Section 1: The key aspects of this section for cleanliness testing are the connectors and BGA components. In that, the connectors chosen actually are supported off the assembly by 2.28 mm within this model and provide an area for post-soldering residues to build after wave soldering.

However, for the BGA components, post-soldering residues are a prime concern for cleaning, with inspection under these types of devices difficult or impossible. These are a couple reasons why many of these devices are now being underfilled prior to conformal coating.

Section 2: The key aspects of this section for cleanliness testing are the same physical variations in surfaces and component types that were selected. However, not for the material application requirement, but for flux entrapment during either SMT reflow or wave soldering (Figure 5).

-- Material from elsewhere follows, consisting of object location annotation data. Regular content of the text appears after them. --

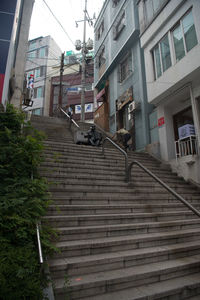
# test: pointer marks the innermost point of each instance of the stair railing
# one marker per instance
(107, 139)
(39, 243)
(179, 197)
(38, 236)
(70, 119)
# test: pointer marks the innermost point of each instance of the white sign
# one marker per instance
(88, 108)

Cleanliness for these components is critical, prior to being coated. In that, these components can vary in cost and removal due to contamination, depending on the coating material, and could damage the assembly in the process.

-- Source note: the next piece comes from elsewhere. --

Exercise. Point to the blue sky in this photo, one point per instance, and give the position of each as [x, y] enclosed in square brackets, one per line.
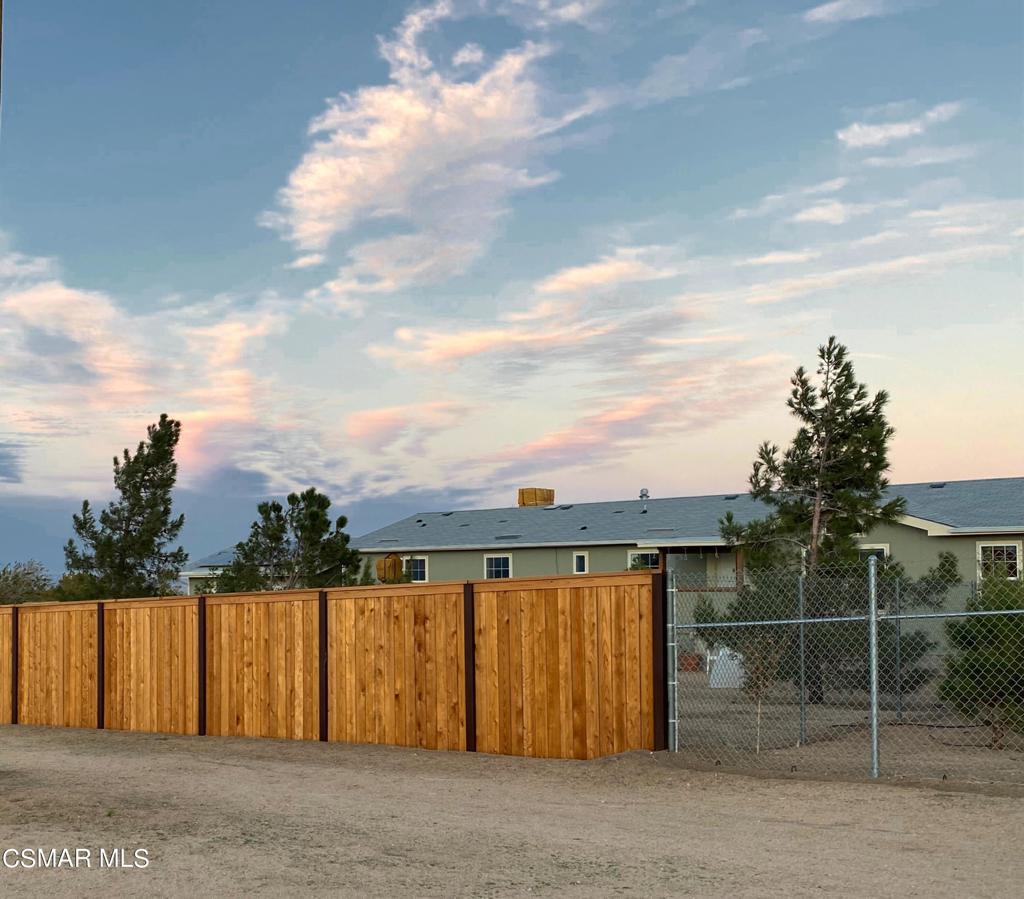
[423, 254]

Section 3: The key aspect of this section was split between cleanliness and masking material testing. For cleanliness, with the various discretes and configurations, a lower standoff was provided for flux entrapment to be evaluated, with a FR-4 tab exposed for masking material and coating testing (Figure 6).


Section 4: With regard to the upstream/downstream processes, only a small impact on this section was included for cleanliness testing: the entrapment for FOD within the various tooling/via holes or flux entrapment runoff during SMT reflow or wave soldering (Figure 7).


Section 5: Covers nozzle placement accuracy and edge definition for control awareness testing for material and rotation (Figure 8). The purpose of this section was to investigate the placement accuracy and edge definition control of the process being evaluated. Poor results in this section should be avoided, since inadequate control of a film pattern could lead to coating migration into an undesired location. This can be caused from several variables, such as start/stop, overlap, and even spray atomization. If a start/stop is not corrected, a process defect described as a dog-bone can occur. The defect of this issue is a controlled pattern has a process limitation on closeness to a keep-out; however, if a dog-bone occurs, material pooling can occur at the end and lead to coating migration into the keep-out location. Sample defects are shown in Appendix 6 and 7. With regard to the upstream/downstream processes, this section was designed for application testing with minimum impact on either cleanliness or masking testing.

Conformal Coating Process

With the knowledge of the upstream/downstream processes, we can look into the process requirements that must be completed to maximize the coating application results and provide the highest return for the manufacturer’s and end-customer’s requirements.

Material. The first and primary process requirement that must be understood is the coating material selection that is completed. In that, each class of material has both advantages and disadvantages. Several common types of coatings are generically described as acrylic resin (AR), urethane resin (UR), epoxy resin (ER) and silicone resin (SR). (For briefings on their advantages and disadvantages, see the online version of this article).